El libro del Génesis, en el relato de la creación, nos dice: "Dijo Dios: 'Haya luz', y hubo luz. Vio Dios que la luz estaba bien, y apartó Dios la luz de la oscuridad; y llamó Dios a la luz 'día' y a la oscuridad la llamó 'noche' " (Gn 1,3ss). Dios crea todas las realidades y les da un nombre. Y un poco más adelante: "y los llevó ante el hombre para ver cómo los llamaba, y para que cada ser viviente tuviese el nombre que el hombre le diera. El hombre puso nombres a todos los ganados, a las aves del cielo y a todos los animales del campo" (Gn 2,19s).

El hombre no crea las realidades, pero les pone nombre. Es verdad que realiza artefactos, que manufactura cosas; pero son eso, simplemente una factura. Solamente Dios crea de la nada. Pero el hombre, aunque no tenga una palabra que con sólo pronunciarse convoque desde la nada a las realidades, como imagen de Dios, les pone nombre.

No se trata de una tarea de etiquetado. Es más. Les asignamos una finalidad, cuál sea su papel en nuestro mundo. Poner nombre es un acto de dominio. Dios quiso que el hombre fuera su visir en la creación; quiso que, en su nombre, ejerciera la soberanía.

Uno de los desórdenes que trae el pecado es que no inscribimos las cosas en la finalidad por Dios querida, que redunde todo en alabanza de su gloria. Cuando decidimos darles otra finalidad, decidimos establecer otro reino frente al divino.

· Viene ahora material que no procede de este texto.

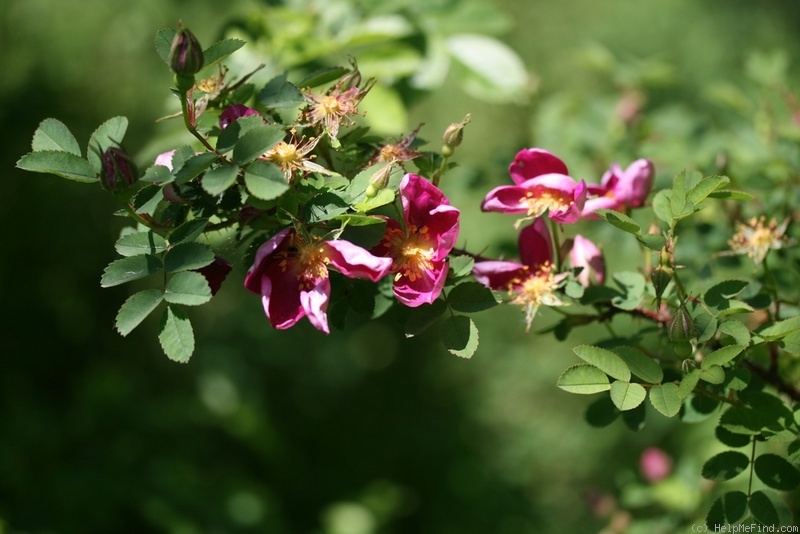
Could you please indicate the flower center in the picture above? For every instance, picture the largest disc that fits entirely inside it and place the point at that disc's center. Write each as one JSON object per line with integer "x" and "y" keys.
{"x": 540, "y": 200}
{"x": 413, "y": 251}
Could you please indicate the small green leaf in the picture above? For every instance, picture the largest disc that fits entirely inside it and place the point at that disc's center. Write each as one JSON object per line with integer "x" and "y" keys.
{"x": 652, "y": 241}
{"x": 146, "y": 199}
{"x": 53, "y": 134}
{"x": 470, "y": 297}
{"x": 770, "y": 509}
{"x": 163, "y": 43}
{"x": 729, "y": 194}
{"x": 278, "y": 94}
{"x": 255, "y": 142}
{"x": 776, "y": 472}
{"x": 627, "y": 396}
{"x": 713, "y": 375}
{"x": 707, "y": 185}
{"x": 620, "y": 220}
{"x": 601, "y": 412}
{"x": 60, "y": 163}
{"x": 665, "y": 399}
{"x": 461, "y": 265}
{"x": 176, "y": 335}
{"x": 725, "y": 466}
{"x": 718, "y": 295}
{"x": 721, "y": 356}
{"x": 688, "y": 383}
{"x": 187, "y": 256}
{"x": 737, "y": 330}
{"x": 217, "y": 180}
{"x": 421, "y": 317}
{"x": 194, "y": 166}
{"x": 460, "y": 336}
{"x": 107, "y": 135}
{"x": 188, "y": 288}
{"x": 605, "y": 360}
{"x": 136, "y": 308}
{"x": 726, "y": 437}
{"x": 265, "y": 180}
{"x": 128, "y": 269}
{"x": 640, "y": 364}
{"x": 727, "y": 510}
{"x": 583, "y": 379}
{"x": 188, "y": 231}
{"x": 632, "y": 285}
{"x": 140, "y": 243}
{"x": 220, "y": 50}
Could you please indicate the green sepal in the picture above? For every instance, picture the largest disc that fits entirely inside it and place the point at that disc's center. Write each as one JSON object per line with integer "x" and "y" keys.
{"x": 460, "y": 336}
{"x": 136, "y": 308}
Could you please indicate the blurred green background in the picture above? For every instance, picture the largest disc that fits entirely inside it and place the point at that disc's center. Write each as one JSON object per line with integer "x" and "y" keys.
{"x": 362, "y": 431}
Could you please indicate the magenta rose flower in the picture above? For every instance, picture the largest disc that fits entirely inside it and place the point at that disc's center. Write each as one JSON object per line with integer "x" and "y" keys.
{"x": 585, "y": 254}
{"x": 532, "y": 283}
{"x": 542, "y": 185}
{"x": 290, "y": 273}
{"x": 419, "y": 248}
{"x": 620, "y": 190}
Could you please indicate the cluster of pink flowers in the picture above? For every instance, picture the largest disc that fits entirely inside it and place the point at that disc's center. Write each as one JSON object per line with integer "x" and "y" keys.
{"x": 291, "y": 269}
{"x": 543, "y": 188}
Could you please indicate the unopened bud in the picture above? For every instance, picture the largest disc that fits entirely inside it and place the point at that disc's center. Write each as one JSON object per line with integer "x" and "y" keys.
{"x": 682, "y": 326}
{"x": 378, "y": 181}
{"x": 453, "y": 135}
{"x": 185, "y": 54}
{"x": 118, "y": 172}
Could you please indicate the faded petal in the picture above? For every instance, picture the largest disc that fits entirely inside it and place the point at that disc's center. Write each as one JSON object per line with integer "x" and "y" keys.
{"x": 423, "y": 288}
{"x": 499, "y": 274}
{"x": 532, "y": 162}
{"x": 315, "y": 304}
{"x": 356, "y": 262}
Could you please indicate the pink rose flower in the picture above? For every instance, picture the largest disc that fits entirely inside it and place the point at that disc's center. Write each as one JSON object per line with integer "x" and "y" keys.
{"x": 585, "y": 254}
{"x": 291, "y": 275}
{"x": 420, "y": 247}
{"x": 532, "y": 283}
{"x": 541, "y": 185}
{"x": 620, "y": 190}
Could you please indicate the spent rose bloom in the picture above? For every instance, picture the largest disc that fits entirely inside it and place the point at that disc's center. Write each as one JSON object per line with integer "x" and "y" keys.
{"x": 620, "y": 190}
{"x": 585, "y": 254}
{"x": 419, "y": 248}
{"x": 290, "y": 272}
{"x": 541, "y": 185}
{"x": 531, "y": 283}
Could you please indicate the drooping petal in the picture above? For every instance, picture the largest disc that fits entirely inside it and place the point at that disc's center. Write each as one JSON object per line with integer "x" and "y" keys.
{"x": 536, "y": 245}
{"x": 356, "y": 262}
{"x": 532, "y": 162}
{"x": 252, "y": 280}
{"x": 423, "y": 288}
{"x": 506, "y": 199}
{"x": 499, "y": 274}
{"x": 315, "y": 304}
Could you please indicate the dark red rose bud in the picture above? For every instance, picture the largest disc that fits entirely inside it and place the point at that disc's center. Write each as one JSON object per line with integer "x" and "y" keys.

Pero no solamente Dios da nombre a las cosas, también, cuando creó al hombre, lo hizo para una finalidad, para la filiación divina. Y los hombres también damos nombres a los otros hombres. Todos tenemos un fin común, pero cada uno tenemos nuestro nombre propio, porque cada uno, en ese común fin, tenemos nuestra propia misión. Pero el hombre quiere darse un nombre de espaldas a Dios (cf. Gn 11,4).

La vida del verdadero discípulo es dejar de darse él un nombre y oír cómo el Resucitado lo llama por su nombre (cf. Jn 20,16); y, escuchado éste, dejarlo todo para seguirlo. En la gloria, recibiremos el nombre nuevo que solamente conoce el que lo recibe (cf. Ap 2,17).

Tendremos que continuar con el nombre.